But nit-picking aside, to ride the thing is to love it. Really another "way in". Actually it's an incredible approach weapon for a peak attack, because again, you step off and feel unusually fresh. And unlike with a moto, you are dressed to hike. In fact it's much cooler than either moto, where you wear alot, or mtb where you heat up alot from the work.. I can carry alot more now, and I'll figure out a basic kit to take. SPOT, fleece, Leica, and four course lunch: they can come.
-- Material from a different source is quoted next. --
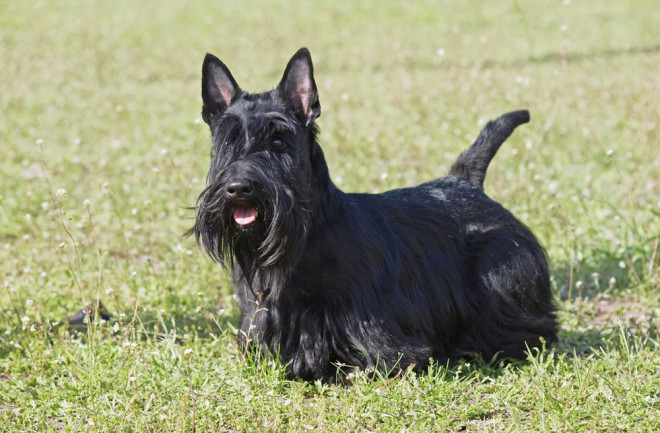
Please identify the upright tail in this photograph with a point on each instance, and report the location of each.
(473, 163)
I've got some bags coming to get some weight out of my pack, we'll see how they work. 

North near sunset by unoh7, on Flickr


----------



## uhoh7 (May 5, 2008)

It looks like my whining has been anticipated:

Yamaha launch new PW-X motor for 2017 + video | electric bike reviews, buying advice and news


----------



## PinoyMTBer (Nov 21, 2013)

uhoh7 said:


> It looks like my whining has been anticipated:
> 
> Yamaha launch new PW-X motor for 2017 + video | electric bike reviews, buying advice and news


Nice, but i'm more interested in the placement of the control module...I wish they can combine both the thumb controller and computer in a single small unit, with a sturdier mounting bracket.


----------



## PinoyMTBer (Nov 21, 2013)

Something like this! See that little LCD controller on the left

https://electricbikereview.com/wp-c...ro-27-5-low-rise-bars-ergon-locking-grips.jpg


----------



## uhoh7 (May 5, 2008)

PinoyMTBer said:


> Something like this! See that little LCD controller on the left
> 
> https://electricbikereview.com/wp-c...ro-27-5-low-rise-bars-ergon-locking-grips.jpg


Actually the current controller looks like that (but no LCD just buttons) and is in the same place.
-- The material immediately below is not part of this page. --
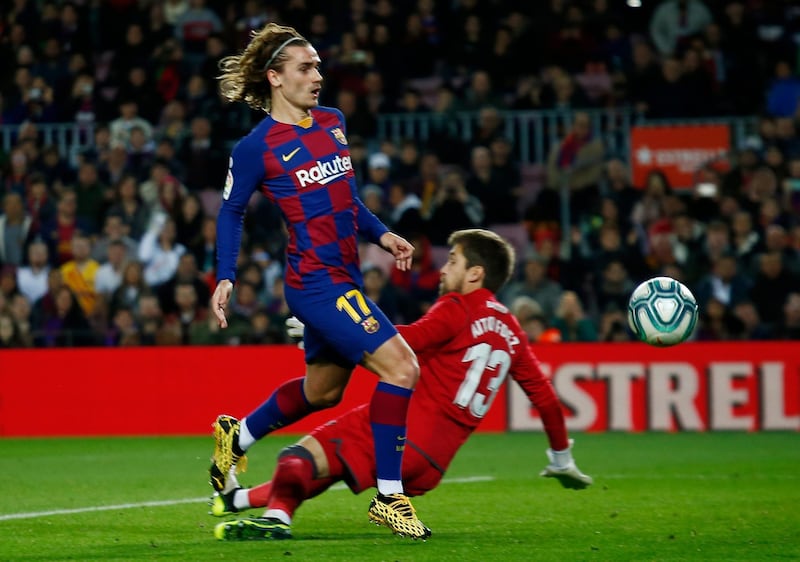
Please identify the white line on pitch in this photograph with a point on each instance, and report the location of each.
(33, 514)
The new LCD does look much better:








The new 500WH battery (current is 400) will be backward compatible, I wish the LCD would also, but I doubt that


----------



## PinoyMTBer (Nov 21, 2013)

Yeah thats nice! I like the placement too. I wonder if we can upgrade our bikes to that control module, I prefer a minimalist cockpit setup. 


Sent from my iPhone using Tapatalk


----------



## uhoh7 (May 5, 2008)

gotta love techno-capitalism.

"Congrats on your brand new bike/camera/etc, and thanks for all that money!" PS: it's now totally out of date.


----------



## Harryman (Jun 14, 2011)

uhoh7 said:


> gotta love techno-capitalism.
> 
> "Congrats on your brand new bike/camera/etc, and thanks for all that money!" PS: it's now totally out of date.


I'm surprised you can even roll around on your one week old obsolete bike without dying of embarrassment. Have you seen the new ones? New geometry? New inverted forks? Pfft, you've got a dinosaur. 

First Look: Haibike SDURO line-up 2017 | E-MOUNTAINBIKE Magazine


----------



## PinoyMTBer (Nov 21, 2013)

Not much have change with the geo of my Nduro frame. They redid the AllMTN big time!


Sent from my iPhone using Tapatalk


----------



## uhoh7 (May 5, 2008)

Harryman said:


> I'm surprised you can even roll around on your one week old obsolete bike without dying of embarrassment. Have you seen the new ones? New geometry? New inverted forks? Pfft, you've got a dinosaur.
> 
> First Look: Haibike SDURO line-up 2017 | E-MOUNTAINBIKE Magazine


Haha nice catch, Harry 

But my momma always told me: a bird in the hand... 

L1050758 by unoh7, on Flickr

remember dinosaurs ruled the planet for 250 million years and still would if not for a loose rock 

And it's not like they disappeared:

DSC05785 by unoh7, on Flickr

I like this bike and how it handles really well and don't see swapping it next year, but the new 500wh battery is tempting...and reverse compatible 

Obviously they are really paying attention to the modern trends and trying to keep up, but for me the low speed agility is more important than the high speed. 

Once in blue moon I hit 20moh DH, but I fight little dodgy sidehill rocks and roots on climbs all day long


----------



## uhoh7 (May 5, 2008)

I'm trying to see if I can ride without my pack:


L1051290 by unoh7, on Flickr

Worked pretty decent 

It is harder to push that way

L1051302 by unoh7, on Flickr


L1051320 by unoh7, on Flickr

For the first time I ran out of battery 

Right here:

L1051331 by unoh7, on Flickr

It was maybe 10 miles to my rig. But I had planned of course, so I did not have to return via the high pass I crossed to get into this valley, but could get back on the two-track.


L1051324 by unoh7, on Flickr

A bit of a slog, but I was about a thousand feet higher than my truck, so that helped. It's not the best climber, LOL, without power, but I never pushed 

Very fun altogether.


----------



## Capt.Ogg (Jun 5, 2015)

Wow, so beautiful. Wish I had some of that instead of all the rocks, roots and mud :-D


----------